Re: what are guidelines for when to split a module into a package?

2018-02-22 Thread H. S. Teoh via Digitalmars-d
On Thu, Feb 22, 2018 at 03:53:59PM +0100, Timon Gehr via Digitalmars-d wrote:
> On 22.02.2018 08:13, Timothee Cour wrote:
> > Advantages of splitting:
> > ...
> > * easier to edit (no need to scroll much to see entirety of module
> > we're editing)
> 
> I don't think this particular point is true. Splitting can actually
> make editing slightly harder. Scrolling is an inefficient way to find
> the definition to edit; just search the file for the definition.

+1.

A worthwhile coding editor will have built-in functionality to search
for symbols and making bookmarks.

In Vim, I usually mark several important places in the code, e.g., a
mark on the class/struct definition that I'm working on, another mark on
a related template, another mark on the function, another mark on the
associated unittest, etc.. This lets me jump to any relevant place in
two keystrokes, without needing to care exactly where it is in the file.
I also have a semi-standard assignment of marks, and update them as I go
along, so I can always switch between different parts of the
functionality I'm working on.  For looking up other things, searching
for symbols and ctags with jump-to-definition is invaluable.

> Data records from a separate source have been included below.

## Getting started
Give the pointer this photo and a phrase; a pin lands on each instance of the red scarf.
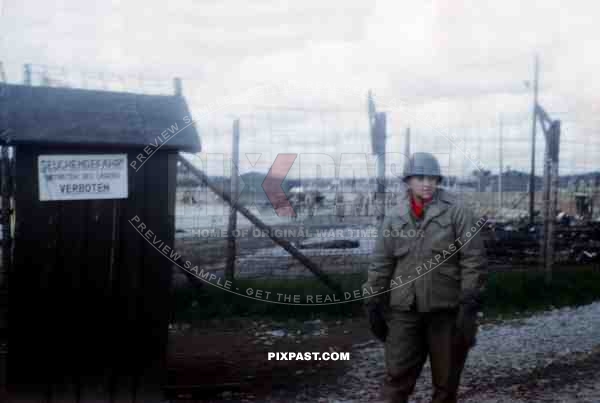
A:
(418, 206)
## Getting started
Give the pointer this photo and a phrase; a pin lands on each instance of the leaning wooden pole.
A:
(232, 227)
(284, 243)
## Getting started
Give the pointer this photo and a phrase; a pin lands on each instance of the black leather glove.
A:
(466, 319)
(377, 321)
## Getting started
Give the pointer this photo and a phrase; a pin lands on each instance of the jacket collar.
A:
(441, 201)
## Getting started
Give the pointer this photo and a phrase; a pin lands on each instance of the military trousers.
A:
(413, 337)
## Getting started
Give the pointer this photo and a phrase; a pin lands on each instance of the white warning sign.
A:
(82, 177)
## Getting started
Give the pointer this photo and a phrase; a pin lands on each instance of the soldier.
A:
(431, 259)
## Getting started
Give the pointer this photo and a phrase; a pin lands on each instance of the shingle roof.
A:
(49, 115)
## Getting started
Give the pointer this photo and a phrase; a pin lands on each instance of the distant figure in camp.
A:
(359, 202)
(339, 206)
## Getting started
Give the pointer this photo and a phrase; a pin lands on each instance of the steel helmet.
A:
(422, 164)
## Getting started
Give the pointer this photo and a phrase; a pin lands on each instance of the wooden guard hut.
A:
(88, 304)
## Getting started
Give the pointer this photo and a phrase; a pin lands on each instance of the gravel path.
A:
(512, 361)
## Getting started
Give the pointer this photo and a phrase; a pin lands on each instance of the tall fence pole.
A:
(232, 227)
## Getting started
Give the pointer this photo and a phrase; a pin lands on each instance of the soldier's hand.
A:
(466, 324)
(377, 321)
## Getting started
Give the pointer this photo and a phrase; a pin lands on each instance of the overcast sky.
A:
(297, 73)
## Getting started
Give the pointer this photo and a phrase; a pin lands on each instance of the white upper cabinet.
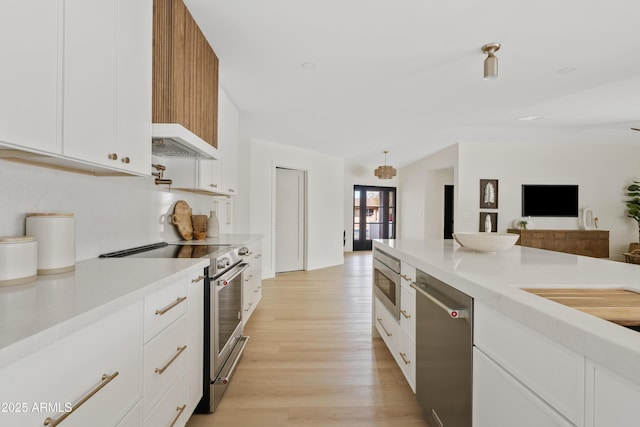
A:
(77, 83)
(107, 83)
(31, 81)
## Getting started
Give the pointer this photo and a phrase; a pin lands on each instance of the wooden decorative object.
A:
(181, 218)
(488, 194)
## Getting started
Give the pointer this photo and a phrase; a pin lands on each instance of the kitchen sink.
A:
(617, 305)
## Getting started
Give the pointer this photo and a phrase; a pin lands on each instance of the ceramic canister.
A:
(56, 236)
(18, 260)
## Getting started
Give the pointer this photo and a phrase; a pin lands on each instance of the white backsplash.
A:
(111, 213)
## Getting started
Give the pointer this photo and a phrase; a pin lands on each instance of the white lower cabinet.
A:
(141, 365)
(195, 331)
(133, 418)
(547, 368)
(500, 400)
(611, 399)
(387, 326)
(101, 362)
(172, 409)
(252, 285)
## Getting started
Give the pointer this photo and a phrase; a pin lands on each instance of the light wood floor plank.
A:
(311, 360)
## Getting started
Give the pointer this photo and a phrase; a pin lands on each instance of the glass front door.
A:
(374, 213)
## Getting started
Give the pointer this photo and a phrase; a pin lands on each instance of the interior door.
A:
(290, 219)
(374, 213)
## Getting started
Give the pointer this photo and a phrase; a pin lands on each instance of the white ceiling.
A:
(407, 75)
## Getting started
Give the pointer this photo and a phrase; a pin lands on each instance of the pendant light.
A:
(385, 172)
(491, 62)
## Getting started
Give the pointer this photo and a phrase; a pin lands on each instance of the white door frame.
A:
(275, 166)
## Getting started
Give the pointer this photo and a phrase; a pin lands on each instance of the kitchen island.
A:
(581, 370)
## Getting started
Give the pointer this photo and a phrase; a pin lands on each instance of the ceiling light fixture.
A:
(385, 172)
(491, 63)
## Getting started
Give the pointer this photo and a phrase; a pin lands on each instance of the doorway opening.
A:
(374, 214)
(290, 220)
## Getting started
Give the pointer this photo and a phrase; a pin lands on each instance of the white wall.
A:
(111, 213)
(325, 189)
(358, 174)
(421, 194)
(602, 173)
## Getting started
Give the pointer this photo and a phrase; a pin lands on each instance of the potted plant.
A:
(633, 208)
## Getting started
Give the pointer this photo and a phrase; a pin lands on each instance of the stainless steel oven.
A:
(227, 341)
(386, 280)
(223, 341)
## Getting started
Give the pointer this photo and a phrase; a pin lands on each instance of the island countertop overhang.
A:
(496, 279)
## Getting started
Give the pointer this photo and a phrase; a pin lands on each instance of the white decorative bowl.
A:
(486, 242)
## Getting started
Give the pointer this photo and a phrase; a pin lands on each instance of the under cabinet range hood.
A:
(174, 140)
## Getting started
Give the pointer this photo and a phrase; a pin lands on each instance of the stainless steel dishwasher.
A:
(444, 343)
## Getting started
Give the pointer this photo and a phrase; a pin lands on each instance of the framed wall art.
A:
(488, 194)
(488, 220)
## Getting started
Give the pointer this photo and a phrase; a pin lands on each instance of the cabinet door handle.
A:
(105, 379)
(175, 356)
(404, 358)
(385, 329)
(162, 311)
(180, 410)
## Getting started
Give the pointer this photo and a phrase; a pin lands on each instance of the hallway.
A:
(311, 360)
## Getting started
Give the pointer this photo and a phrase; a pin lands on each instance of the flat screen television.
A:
(550, 200)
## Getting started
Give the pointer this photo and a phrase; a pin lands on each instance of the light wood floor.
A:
(311, 360)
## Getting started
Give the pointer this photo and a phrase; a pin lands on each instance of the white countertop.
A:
(495, 278)
(37, 314)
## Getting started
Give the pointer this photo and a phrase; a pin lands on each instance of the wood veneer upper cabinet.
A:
(185, 72)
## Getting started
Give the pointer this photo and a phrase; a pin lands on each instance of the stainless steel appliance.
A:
(444, 343)
(223, 340)
(386, 280)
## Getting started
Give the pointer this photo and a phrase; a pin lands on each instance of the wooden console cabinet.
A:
(594, 243)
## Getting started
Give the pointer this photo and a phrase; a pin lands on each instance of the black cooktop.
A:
(165, 250)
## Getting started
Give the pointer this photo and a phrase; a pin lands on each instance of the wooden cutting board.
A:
(615, 305)
(181, 218)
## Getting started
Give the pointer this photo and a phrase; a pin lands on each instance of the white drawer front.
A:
(408, 312)
(387, 326)
(552, 371)
(163, 307)
(72, 368)
(171, 408)
(499, 400)
(165, 359)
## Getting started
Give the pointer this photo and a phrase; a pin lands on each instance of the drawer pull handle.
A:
(170, 306)
(385, 329)
(404, 358)
(180, 410)
(175, 356)
(106, 379)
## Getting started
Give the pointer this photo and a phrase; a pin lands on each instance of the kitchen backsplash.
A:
(111, 213)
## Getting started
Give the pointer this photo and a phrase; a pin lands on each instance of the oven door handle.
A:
(231, 274)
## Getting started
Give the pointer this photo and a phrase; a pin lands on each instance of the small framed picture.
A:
(488, 220)
(488, 194)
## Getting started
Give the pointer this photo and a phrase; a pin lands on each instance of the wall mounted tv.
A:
(550, 200)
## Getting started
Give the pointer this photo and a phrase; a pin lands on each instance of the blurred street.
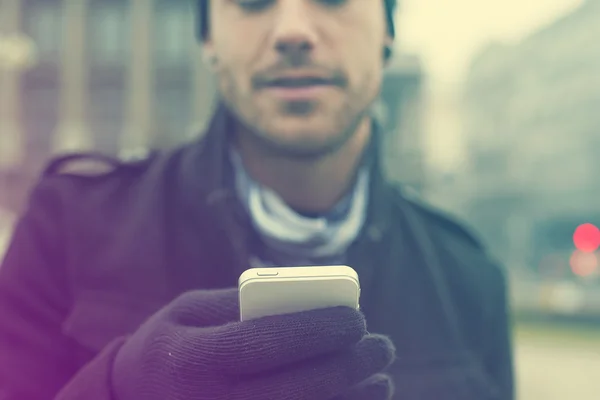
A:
(555, 365)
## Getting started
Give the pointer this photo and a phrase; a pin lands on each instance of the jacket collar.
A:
(207, 172)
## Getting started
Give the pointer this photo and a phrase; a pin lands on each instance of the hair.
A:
(202, 26)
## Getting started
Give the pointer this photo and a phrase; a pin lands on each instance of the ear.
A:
(388, 49)
(209, 55)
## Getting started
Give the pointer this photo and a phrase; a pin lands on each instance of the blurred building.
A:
(533, 125)
(122, 75)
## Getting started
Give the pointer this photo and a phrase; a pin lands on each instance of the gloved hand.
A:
(190, 350)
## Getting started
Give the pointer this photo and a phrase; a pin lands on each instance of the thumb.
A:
(204, 308)
(378, 387)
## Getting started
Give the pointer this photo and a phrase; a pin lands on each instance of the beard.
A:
(334, 125)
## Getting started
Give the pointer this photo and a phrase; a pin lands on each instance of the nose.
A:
(294, 31)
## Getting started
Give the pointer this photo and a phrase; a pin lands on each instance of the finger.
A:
(259, 345)
(323, 378)
(377, 387)
(204, 308)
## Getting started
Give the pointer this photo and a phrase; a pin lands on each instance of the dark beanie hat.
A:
(202, 17)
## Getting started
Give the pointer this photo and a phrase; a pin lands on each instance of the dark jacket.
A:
(101, 248)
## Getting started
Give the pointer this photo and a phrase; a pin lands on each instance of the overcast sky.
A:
(447, 33)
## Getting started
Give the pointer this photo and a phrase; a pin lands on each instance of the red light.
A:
(587, 238)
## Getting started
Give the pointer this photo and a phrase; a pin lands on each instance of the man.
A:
(118, 281)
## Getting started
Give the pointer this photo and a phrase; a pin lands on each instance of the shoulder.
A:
(79, 181)
(462, 251)
(96, 165)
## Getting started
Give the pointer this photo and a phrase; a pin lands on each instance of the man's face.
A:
(300, 74)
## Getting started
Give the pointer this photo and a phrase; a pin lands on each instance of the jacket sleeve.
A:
(498, 352)
(36, 359)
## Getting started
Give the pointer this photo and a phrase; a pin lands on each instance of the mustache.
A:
(284, 68)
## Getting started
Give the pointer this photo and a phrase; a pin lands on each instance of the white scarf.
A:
(295, 238)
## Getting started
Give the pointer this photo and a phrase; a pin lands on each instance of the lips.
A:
(298, 82)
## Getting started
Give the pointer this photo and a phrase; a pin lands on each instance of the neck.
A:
(311, 185)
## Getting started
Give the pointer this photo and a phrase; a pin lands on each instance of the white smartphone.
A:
(283, 290)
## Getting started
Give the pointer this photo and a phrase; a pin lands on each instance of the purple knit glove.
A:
(190, 350)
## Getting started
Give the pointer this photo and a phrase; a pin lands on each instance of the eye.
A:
(254, 5)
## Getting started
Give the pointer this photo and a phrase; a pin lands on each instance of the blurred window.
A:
(174, 30)
(109, 34)
(45, 27)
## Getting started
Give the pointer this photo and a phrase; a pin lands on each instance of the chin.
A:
(300, 139)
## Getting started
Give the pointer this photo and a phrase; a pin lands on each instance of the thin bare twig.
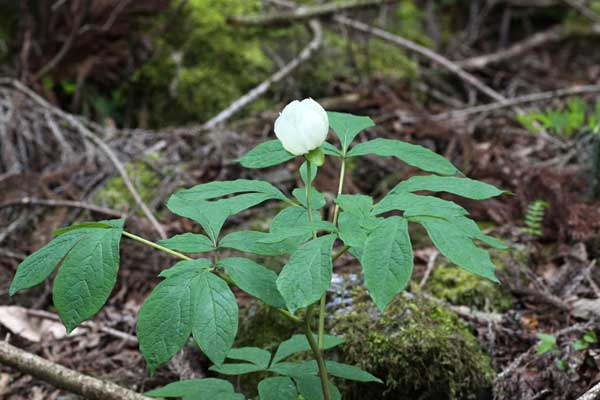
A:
(554, 34)
(528, 98)
(25, 201)
(64, 378)
(259, 90)
(86, 133)
(584, 10)
(302, 13)
(430, 266)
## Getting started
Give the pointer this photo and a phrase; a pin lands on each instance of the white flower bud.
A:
(302, 126)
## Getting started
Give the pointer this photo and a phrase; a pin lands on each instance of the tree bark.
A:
(64, 378)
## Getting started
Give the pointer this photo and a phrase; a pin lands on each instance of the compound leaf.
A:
(387, 260)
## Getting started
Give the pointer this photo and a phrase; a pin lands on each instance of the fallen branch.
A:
(301, 13)
(259, 90)
(554, 34)
(86, 133)
(64, 378)
(584, 10)
(25, 201)
(528, 98)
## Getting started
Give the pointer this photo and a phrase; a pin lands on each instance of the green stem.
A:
(156, 246)
(323, 301)
(336, 212)
(308, 186)
(318, 356)
(223, 276)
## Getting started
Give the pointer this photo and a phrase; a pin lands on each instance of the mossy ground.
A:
(459, 287)
(115, 194)
(419, 349)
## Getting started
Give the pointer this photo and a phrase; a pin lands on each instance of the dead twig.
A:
(430, 266)
(25, 201)
(584, 10)
(64, 378)
(259, 90)
(529, 98)
(302, 13)
(89, 135)
(591, 394)
(554, 34)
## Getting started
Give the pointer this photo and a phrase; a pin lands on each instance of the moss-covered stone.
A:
(464, 288)
(115, 194)
(419, 349)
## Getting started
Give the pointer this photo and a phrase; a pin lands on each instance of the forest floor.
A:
(551, 275)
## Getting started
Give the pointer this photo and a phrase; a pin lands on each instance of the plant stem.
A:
(308, 186)
(318, 356)
(323, 301)
(336, 212)
(223, 276)
(156, 246)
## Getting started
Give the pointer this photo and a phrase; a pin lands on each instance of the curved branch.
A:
(62, 377)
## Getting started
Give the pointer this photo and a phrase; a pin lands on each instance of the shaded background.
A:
(508, 90)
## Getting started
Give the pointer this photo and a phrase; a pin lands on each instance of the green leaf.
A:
(350, 372)
(211, 215)
(277, 388)
(195, 266)
(215, 313)
(250, 242)
(355, 228)
(88, 274)
(317, 199)
(387, 260)
(84, 225)
(265, 155)
(188, 243)
(294, 369)
(347, 126)
(289, 216)
(253, 279)
(165, 319)
(471, 230)
(464, 187)
(299, 343)
(414, 155)
(307, 274)
(198, 203)
(415, 205)
(316, 157)
(207, 388)
(254, 355)
(458, 247)
(331, 150)
(213, 190)
(310, 388)
(301, 230)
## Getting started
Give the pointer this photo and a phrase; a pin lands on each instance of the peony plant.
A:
(195, 297)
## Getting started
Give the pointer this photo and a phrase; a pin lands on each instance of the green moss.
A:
(418, 348)
(464, 288)
(115, 194)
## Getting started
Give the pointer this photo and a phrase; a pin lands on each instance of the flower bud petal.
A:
(302, 126)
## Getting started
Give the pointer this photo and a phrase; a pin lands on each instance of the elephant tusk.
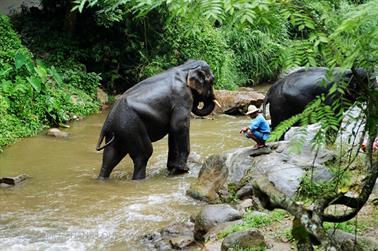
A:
(217, 103)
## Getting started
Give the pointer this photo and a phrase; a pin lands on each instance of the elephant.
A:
(290, 95)
(153, 108)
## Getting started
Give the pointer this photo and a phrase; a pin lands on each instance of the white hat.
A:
(252, 109)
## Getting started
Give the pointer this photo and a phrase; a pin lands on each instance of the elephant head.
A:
(200, 80)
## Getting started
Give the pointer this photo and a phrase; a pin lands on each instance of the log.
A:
(14, 180)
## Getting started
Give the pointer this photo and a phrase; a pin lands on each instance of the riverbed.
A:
(63, 207)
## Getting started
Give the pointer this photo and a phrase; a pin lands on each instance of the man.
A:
(259, 129)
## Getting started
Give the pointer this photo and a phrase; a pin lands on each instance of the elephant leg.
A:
(178, 143)
(140, 154)
(111, 157)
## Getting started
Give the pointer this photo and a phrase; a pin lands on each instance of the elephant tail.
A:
(99, 147)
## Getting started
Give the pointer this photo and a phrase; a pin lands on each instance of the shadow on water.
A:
(63, 206)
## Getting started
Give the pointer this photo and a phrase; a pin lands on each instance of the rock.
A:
(244, 205)
(351, 127)
(214, 232)
(174, 236)
(322, 174)
(181, 242)
(55, 132)
(236, 102)
(212, 215)
(12, 181)
(251, 239)
(211, 178)
(347, 241)
(213, 245)
(245, 191)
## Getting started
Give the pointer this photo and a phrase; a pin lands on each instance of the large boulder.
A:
(236, 102)
(251, 239)
(174, 236)
(211, 216)
(283, 166)
(211, 178)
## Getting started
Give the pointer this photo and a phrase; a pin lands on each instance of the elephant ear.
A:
(197, 81)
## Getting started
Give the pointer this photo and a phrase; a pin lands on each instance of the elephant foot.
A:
(101, 178)
(178, 171)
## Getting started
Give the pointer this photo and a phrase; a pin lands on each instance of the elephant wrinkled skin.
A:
(153, 108)
(290, 95)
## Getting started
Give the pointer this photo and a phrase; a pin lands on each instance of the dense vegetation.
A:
(34, 95)
(71, 43)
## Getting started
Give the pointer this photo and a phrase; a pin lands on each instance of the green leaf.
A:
(42, 72)
(56, 76)
(20, 60)
(35, 83)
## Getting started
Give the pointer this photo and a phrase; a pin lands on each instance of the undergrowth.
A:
(33, 95)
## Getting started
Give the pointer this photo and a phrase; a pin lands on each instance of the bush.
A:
(34, 96)
(181, 43)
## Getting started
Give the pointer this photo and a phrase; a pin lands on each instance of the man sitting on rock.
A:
(258, 130)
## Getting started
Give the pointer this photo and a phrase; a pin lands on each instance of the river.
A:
(63, 207)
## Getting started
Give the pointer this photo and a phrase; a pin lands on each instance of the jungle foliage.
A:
(34, 95)
(245, 42)
(262, 39)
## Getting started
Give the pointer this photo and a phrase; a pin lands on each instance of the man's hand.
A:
(244, 129)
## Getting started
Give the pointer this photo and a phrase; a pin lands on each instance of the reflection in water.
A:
(63, 206)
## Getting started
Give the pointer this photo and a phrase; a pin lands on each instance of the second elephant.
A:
(290, 95)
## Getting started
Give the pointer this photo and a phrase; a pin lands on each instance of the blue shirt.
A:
(259, 124)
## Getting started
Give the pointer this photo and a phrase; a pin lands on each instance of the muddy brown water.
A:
(63, 207)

Also, Vim's ability to split the window at any time is invaluable: it
lets me, for example, work on a unittest while having the function body
in view or vice versa. Or jump between the two and work on two places in
the same file at the same time.

Any editor/IDE incapable of such basic functionality ought to be thrown
out the window and replaced with something more usable.


T

-- 
GEEK = Gatherer of Extremely Enlightening Knowledge


Re: what are guidelines for when to split a module into a package?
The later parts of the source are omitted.